İbrahim Efe

İkea’dan satın aldığım masanın üzerindeki Fight Club kitabını rafa yerleştirip evden çıkıyorum. Hayatın anlamını sorguladığım klasik bir gün. Anlamsızlığa karşı elimdeki tek koz, bir anlam arayışında olmaya çalışmak. Yine de bunu pek sık düşünmemeye çalışıyorum. Bir kelimeyi bile çok fazla tekrar edersen, anlamı kayboluyor. Anlam, anlam, anlam…

Her zaman dikkatli olmalıyım. Her an eksik sayabileceğim bir miktar para veya gözden kaçırabileceğim bir ürün olabilir. Bunlardan öte, müşterilerin fiyat etiketleri ile ilgili itirazlarına düzgün bir yanıt bulmam da gerekiyor.

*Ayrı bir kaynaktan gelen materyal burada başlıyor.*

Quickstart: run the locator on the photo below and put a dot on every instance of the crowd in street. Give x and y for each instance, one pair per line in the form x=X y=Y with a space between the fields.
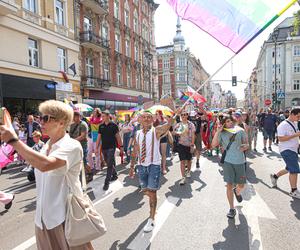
x=58 y=142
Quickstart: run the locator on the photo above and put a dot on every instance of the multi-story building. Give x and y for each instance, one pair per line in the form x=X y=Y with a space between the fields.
x=178 y=68
x=231 y=99
x=286 y=78
x=117 y=48
x=36 y=43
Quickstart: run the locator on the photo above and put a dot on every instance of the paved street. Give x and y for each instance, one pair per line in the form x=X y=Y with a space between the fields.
x=188 y=217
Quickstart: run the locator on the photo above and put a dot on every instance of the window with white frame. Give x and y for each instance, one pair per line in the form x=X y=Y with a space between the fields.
x=297 y=50
x=59 y=10
x=117 y=42
x=297 y=67
x=31 y=5
x=128 y=78
x=62 y=59
x=119 y=75
x=117 y=9
x=166 y=63
x=89 y=66
x=33 y=52
x=166 y=78
x=106 y=71
x=136 y=52
x=296 y=86
x=127 y=47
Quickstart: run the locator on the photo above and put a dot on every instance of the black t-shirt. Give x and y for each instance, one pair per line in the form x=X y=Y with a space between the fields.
x=108 y=135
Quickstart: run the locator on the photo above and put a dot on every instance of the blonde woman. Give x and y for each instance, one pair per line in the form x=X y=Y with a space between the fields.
x=61 y=158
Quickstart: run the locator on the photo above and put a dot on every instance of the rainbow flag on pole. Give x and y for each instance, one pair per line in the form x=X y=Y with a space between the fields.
x=234 y=23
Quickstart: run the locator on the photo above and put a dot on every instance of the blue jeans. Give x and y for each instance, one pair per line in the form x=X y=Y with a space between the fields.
x=126 y=139
x=109 y=157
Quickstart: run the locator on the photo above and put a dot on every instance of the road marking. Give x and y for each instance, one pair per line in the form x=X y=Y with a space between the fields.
x=26 y=244
x=253 y=207
x=143 y=240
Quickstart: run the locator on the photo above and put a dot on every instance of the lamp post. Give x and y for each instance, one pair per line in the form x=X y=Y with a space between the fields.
x=274 y=38
x=149 y=57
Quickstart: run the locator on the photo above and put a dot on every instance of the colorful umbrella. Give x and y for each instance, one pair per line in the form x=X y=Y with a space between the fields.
x=165 y=110
x=83 y=107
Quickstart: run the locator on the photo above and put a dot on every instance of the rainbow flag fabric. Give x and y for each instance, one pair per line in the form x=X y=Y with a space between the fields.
x=234 y=23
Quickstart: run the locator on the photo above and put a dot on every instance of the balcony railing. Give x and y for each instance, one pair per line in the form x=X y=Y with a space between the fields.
x=90 y=82
x=98 y=6
x=8 y=7
x=89 y=39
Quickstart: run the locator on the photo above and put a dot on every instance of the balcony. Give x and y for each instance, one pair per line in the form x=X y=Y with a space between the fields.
x=99 y=7
x=8 y=7
x=90 y=82
x=92 y=41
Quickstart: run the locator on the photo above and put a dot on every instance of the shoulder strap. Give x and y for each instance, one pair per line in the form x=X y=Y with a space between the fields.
x=291 y=125
x=230 y=142
x=152 y=146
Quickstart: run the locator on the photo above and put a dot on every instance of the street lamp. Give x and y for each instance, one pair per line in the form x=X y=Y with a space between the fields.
x=274 y=38
x=149 y=57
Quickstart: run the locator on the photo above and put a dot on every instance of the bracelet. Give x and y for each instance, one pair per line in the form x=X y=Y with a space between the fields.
x=12 y=140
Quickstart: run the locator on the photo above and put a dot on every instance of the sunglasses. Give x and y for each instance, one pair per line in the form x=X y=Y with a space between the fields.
x=46 y=118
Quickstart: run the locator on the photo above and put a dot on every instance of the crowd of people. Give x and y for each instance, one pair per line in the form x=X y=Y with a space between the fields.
x=61 y=139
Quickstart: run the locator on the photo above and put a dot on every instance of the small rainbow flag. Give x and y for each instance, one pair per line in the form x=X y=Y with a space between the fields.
x=234 y=23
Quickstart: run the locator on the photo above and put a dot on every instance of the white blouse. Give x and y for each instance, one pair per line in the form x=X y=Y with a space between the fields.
x=51 y=186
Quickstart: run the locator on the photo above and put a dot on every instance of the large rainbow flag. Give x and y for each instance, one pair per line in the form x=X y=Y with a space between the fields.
x=234 y=23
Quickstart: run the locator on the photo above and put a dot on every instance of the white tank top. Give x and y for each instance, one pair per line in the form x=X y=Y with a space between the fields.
x=156 y=149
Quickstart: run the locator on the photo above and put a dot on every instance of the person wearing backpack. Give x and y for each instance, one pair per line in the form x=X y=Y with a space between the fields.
x=233 y=140
x=288 y=136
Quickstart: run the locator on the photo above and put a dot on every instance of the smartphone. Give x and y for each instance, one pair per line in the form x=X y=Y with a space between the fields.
x=1 y=116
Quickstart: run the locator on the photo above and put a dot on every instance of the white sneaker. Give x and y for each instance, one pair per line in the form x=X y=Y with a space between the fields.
x=149 y=226
x=182 y=181
x=188 y=174
x=295 y=194
x=273 y=180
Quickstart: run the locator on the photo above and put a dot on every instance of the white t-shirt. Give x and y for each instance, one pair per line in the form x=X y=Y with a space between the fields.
x=51 y=186
x=285 y=129
x=156 y=151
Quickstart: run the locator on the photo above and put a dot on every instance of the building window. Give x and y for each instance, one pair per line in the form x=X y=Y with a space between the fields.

Öğle arası geldi. Firma, çalışanlar arasında hikâye yarışması düzenlemiş. Kazananın hikâyesini yemeğimi yerken okuyorum: “Deniz, genç bir kadındı ve hayatını bir market kasiyeri olarak kazanıyordu. Gün boyunca kasada müşterilere güler yüzle hizmet veriyor, alışveriş yapanları karşılamak için bekliyordu. İşte Deniz’in hayatından bir gün: Sabah güne güler yüzle başladı. Marketin kapıları açıldığında ilk müşterileri karşılamaya hazırlandı. Alışveriş sepetini getiren yaşlı bir bayan, Deniz’e tebessümle ‘‘Günaydın’’ dedi. Deniz, işe bu pozitif enerjiyle başlamaktan mutluydu. Gün içinde birçok farklı müşteriyle karşılaştı. Bazıları aceleyle alışverişlerini tamamlamak isterken, bazıları sohbet etmek için zaman ayırıyordu. Deniz, müşterilere yardımcı olurken dikkatli ve sabırlı bir şekilde çalıştı. Öğle arasında, iş arkadaşlarıyla bir araya geldi. Birbirlerine günün nasıl geçtiğini, müşteri anılarını ve komik olayları paylaştılar. Aralarında güçlü bir ekip olmuşlardı ve işyerindeki dayanışma, Deniz’in işini daha keyifli hale getiriyordu. Öğleden sonraki saatlerde Deniz, bir müşterinin alışveriş listesini eksiksiz tamamlamasına yardımcı oldu. Müşteri teşekkür ederken Deniz’in yüzündeki gülümseme daha da genişledi. Küçük bir yardımın insanın gününü nasıl güzelleştirebileceğini biliyordu.”

Hikayeyi bitirdikten sonra Deniz’in kullandığı uyuşturucuyu merak ettim. Diğer yandan gerçekten bunun üzerine düşünmek istemiştim. Zamanın geçmesini hızlandıracak bir düşünce bulduğuma sevindim.

Gerçekten Deniz gibi ben de mutlu olabilir miydim? Belki de işimi kabul etmem gerekiyor. Mesleki statüsü olmayabilir, ama önemli olan işini layıkıyla yapmak. Cümlemi bitirmemle birlikte içime bir sıkkınlık çöktü. Yine de düşünmek eğlenceli. Bir de farklı bir açı…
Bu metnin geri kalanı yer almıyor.